Rodrigo Pacheco Campos
La polémica que se ha producido por los dichos de Rubén Blanco, un “tik toker” de la ciudad de El Alto con un número relativamente alto de seguidores en sus plataformas digitales de interacción social -alrededor de 43 mil en Tik Tok-, acerca de la danza de los “mineritos”, debe conducir a problematizarnos la deriva punitivista de la lucha contra el racismo en el país. Blanco es un tik toker que ha construido su “marca personal” en las redes sociales en oposición a lo indígena. En ese marco, hace unos días calificó a la danza de los mineritos como una de “ropavejeros”, “mugrientos” y “sucios”.

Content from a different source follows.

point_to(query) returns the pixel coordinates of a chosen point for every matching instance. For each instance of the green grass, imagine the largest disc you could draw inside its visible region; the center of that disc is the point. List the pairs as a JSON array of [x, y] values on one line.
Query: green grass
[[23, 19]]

Ante ello, la Gobernación de Potosí, apoyada por el Viceministerio de Descolonización y Despatriarcalización, inició un proceso de acusación formal por el delito de difusión e incitación al racismo y discriminación en el marco de las prerrogativas de la Ley 045 contra el Racismo y Toda Forma de Discriminación. Esta ley emergió en 2010 bajo el supuesto de que los problemas y las contradicciones sociales (entre ellos el racismo) pueden resolverse por la vía legal y, más precisamente, penal. Esa lógica, desde luego, no se reduce al ámbito de la lucha contra el racismo; de hecho, Czaplicki y Neri evidenciaron hace algunos meses la “compulsión penalista” que prevalece en Bolivia, al referirse a la proliferación de normativas tendientes a consolidar medidas punitivas para “solucionar” el problema de los incendios y la deforestación en el país.
La evidencia sugiere que las contradicciones profundas de la estructura social boliviana no se resuelven por la inclusión de nuevos tipos penales; el racismo, como uno de los ordenadores de las diferencias sociales entre los individuos en Bolivia, en tanto disposición que opera como mecanismo de desvalorización social de los sujetos racializados, permanece imperturbable pasados 14 años de la promulgación de la Ley. Esta norma para lo que ha servido, quizá, en el mejor de los casos, es para que las distintas capas de la sociedad se autoimpongan una censura irreflexiva ante la perspectiva de un posible “castigo” y, en el peor, para que nuevos significantes se añadan al glosario del racista, conservando la impronta de los que quedaron en desuso, y manteniendo inmutables las dinámicas racistas de las relaciones sociales y de poder de otrora. Todos estamos familiarizados con los eufemismos que han surgido para designar lo que, si fuese dicho, podría implicar sanciones.
Lo que pueden hacer las autoridades en el marco de la Ley se muestra tan insuficiente y rebasado por la complejidad de las contradicciones sociales ligadas al racismo que, en este caso, solamente ha evidenciado más las características problemáticas del racismo en Bolivia; entre ellas, la histérica fiscalización social de blanquitud que se le hace a los perpetradores de hechos racistas en el país, como si fuera más legítimo un acto racista de quien pudiese demostrar marcadores étnicos no indígenas. Blanco, en gran medida por no poder certificar su blanquitud, o bien su condición “no indígena”, en el imaginario racial, actualmente está recibiendo insultos racistas. Es decir que gran parte de las críticas a Blanco están más vinculadas con “creerse algo que no es” que con encallar en derroteros racistas. Nada nuevo, Wankar Reynaga hace más de 20 años recordaba que “el racismo boliviano es muy especial”, en tanto que se puede ser “perpetrador” de racismo en la mañana y “víctima” en la tarde, y, sin embargo, no deja de ser una arista sobre la que hace falta más detenimiento analítico.
Aunque seguramente este hecho, pese a su espectacularización (Blanco fue arrestado para ser conducido a Potosí en medio de decenas de micrófonos y cámaras), será desplazado de la memoria por tantos otros, tal como probablemente ocurrió con las 66 denuncias por racismo y discriminación que se registraron en 2023, obliga a cuestionar el simplismo con el que se piensan las soluciones a nuestras contradicciones sociales.